Como se tem destacado anteriormente, os Estados, por
questões históricas têm a atribuição de manter a Polícia Civil e a Polícia
Militar resultantes da Guarda Nacional no período da regência de Feijó no
Império. Uma iniciativa que tem garantido a unidade nacional.
Em 2015 o desequilíbrio financeiro dos Estados explodiu.

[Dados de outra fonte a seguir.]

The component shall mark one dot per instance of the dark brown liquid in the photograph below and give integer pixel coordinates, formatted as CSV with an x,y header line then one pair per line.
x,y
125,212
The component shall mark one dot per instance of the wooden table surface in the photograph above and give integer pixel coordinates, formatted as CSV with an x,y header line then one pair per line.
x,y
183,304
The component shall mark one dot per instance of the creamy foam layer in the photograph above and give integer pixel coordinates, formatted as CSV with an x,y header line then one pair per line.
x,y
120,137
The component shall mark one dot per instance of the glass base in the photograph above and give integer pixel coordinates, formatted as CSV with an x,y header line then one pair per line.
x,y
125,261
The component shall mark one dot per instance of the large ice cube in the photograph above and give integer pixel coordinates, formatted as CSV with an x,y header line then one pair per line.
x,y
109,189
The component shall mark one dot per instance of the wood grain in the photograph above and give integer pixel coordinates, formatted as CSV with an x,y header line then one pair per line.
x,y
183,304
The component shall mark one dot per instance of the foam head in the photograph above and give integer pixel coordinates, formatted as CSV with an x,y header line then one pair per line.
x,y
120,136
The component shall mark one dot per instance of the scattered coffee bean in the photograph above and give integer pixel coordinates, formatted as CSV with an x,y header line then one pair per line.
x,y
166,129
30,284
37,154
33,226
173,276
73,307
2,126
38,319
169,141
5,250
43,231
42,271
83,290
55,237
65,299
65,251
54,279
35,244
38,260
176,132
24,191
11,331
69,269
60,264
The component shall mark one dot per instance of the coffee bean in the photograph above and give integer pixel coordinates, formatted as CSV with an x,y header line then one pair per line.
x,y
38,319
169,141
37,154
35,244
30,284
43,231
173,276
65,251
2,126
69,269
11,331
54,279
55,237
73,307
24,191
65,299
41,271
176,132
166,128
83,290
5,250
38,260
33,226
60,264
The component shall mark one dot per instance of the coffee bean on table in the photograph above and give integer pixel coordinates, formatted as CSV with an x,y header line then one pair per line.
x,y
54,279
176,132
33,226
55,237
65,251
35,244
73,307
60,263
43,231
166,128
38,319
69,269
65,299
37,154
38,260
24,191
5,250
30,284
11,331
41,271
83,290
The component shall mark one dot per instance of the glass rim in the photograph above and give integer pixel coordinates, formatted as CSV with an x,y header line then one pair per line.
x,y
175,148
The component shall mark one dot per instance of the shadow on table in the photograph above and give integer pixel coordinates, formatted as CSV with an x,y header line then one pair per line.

Resultante de uma combinação de despesas obrigatórias e a desmaterialização da
economia, agravada pela quarta revolução industrial, tem aniquilado a base
tributável do ICMS e estimulado uma escalada da “guerra fiscal” ante a
sistemática do ICMS. Assim verifica-se um descasamento estrutural entre as
trajetórias de receitas e despesas.
Este processo estrutural tem sido adiado com a decisão de
moratória de suas dívidas com a União, em vista de decisão do Supremo Tribunal
Federal, e o irreal aumento de renda decorrente do pagamento do auxílio
emergencial, mas com as hesitações quanto à continuidade deste a situação deve
se agravar.
Neste
sentido é fundamental acompanhar a aprovação do relatório da Comissão Mista da
Reforma Tributária instituída, basicamente, para compatibilizar o imposto sobre
bens e serviços previsto na PEC N. 110/19 com a PEC N. 45/19, sendo esta
iniciada na Câmara e aquela no Senado Federal.
Ocorre
que a PEC N. 110/19 reproduz o texto aprovado pela Comissão Especial da Reforma
Tributária da Câmara dos Deputados em que foi relator o Deputado Luiz Carlos
Hauly no âmbito da PEC N. 293-A/04, à qual foram apensadas as PECs 140/2012 e 283/2013. Desta
forma, segundo o regimento, tem precedência
de tramitação a PEC N. 110/19.
Segundo explica o
ex-deputado Luiz Carlos Hauly, no IBS o crédito deve ser universal e
financeiro. Isto significa que o imposto
incide no pagamento do frete; os pneus, peças, todas as despesas e
investimentos dão direito a crédito; bem como a tecnologia do modelo Abuhab
permite que os sistemas de pagamento bancário façam o depósito na
conta-corrente do valor líquido dos impostos
Isto invalida o argumento das “tentativas frustradas” de reforma tributária, mas demonstra o efeito perverso no adiamento para a economia.